El sol, rodando por los tejados,
se desploma sin ruido atardecer abajo.
Las tonalidades del rojo lo buscan en vano
hasta que unas invisibles manos de hadas
los guardan en el cajón de la oscuridad.
Entonces, tímidamente, comienzan a mecerse
olas de adoquines espumeantes de asfalto.
El ojo tuerto de la noche deshace la antigua farsa
y muestra a los escogidos su mundo virginal.
Y, en pisos encogidos como un viejo útero fósil,
las anclas pesadas se alzan chirriando,
y ellos salen lentamente, seguidos tal vez por un dócil
delfín de plata lunar, o por un tiburón sanguinolento.

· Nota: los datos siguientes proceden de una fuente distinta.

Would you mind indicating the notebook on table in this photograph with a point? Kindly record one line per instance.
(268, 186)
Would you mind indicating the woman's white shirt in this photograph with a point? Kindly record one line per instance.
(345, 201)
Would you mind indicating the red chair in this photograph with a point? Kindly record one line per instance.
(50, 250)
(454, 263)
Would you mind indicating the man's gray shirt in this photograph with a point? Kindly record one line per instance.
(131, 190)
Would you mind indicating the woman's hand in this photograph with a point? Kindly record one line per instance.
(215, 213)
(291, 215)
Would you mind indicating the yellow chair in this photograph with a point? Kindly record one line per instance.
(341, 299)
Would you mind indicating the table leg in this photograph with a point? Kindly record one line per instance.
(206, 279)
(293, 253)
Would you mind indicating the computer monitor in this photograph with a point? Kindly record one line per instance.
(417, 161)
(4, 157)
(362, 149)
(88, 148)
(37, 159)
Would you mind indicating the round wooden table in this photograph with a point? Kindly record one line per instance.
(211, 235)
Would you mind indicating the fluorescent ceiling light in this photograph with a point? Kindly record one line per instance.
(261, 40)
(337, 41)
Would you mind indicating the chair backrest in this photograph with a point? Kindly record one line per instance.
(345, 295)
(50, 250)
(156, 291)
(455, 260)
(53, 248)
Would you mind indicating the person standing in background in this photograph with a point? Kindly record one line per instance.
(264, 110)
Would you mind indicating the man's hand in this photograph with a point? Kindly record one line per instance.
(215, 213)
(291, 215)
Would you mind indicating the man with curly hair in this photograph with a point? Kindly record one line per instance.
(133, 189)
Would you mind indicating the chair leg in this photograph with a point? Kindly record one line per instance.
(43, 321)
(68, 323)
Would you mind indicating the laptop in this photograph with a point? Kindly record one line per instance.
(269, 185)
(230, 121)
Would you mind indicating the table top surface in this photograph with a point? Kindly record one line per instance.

De día, son grumetes asustadizos.
De noche, ganan los galones de capitán.
Desertan claustrofóbicos pasillos,
se enfrentan a tempestades y abismos
y aferran el universo con una sola mano.
Alzados ante un vaso, engañan a las sirenas
que quieren llevarlos al naufragio, flotando cerca de la barra.
Saquean los tesoros de la palabra, y los convierten en falenas
que duermen tatuadas en un rincón de piel.
Recorren la ciudad a ritmo de quimera.
Mascan las estrellas, notando gusto de tabaco.
Con un desgarrón de cielo se hacen una bandera
y toman los zapatos por naves a punto de ataque.
El mar será ocultado demasiado pronto
por máscaras de luz, espejos de olvido,
y el catre de una habitación mal ventilada
o una triste oficina acogerán de madrugada
el exilio de los corsarios de la noche.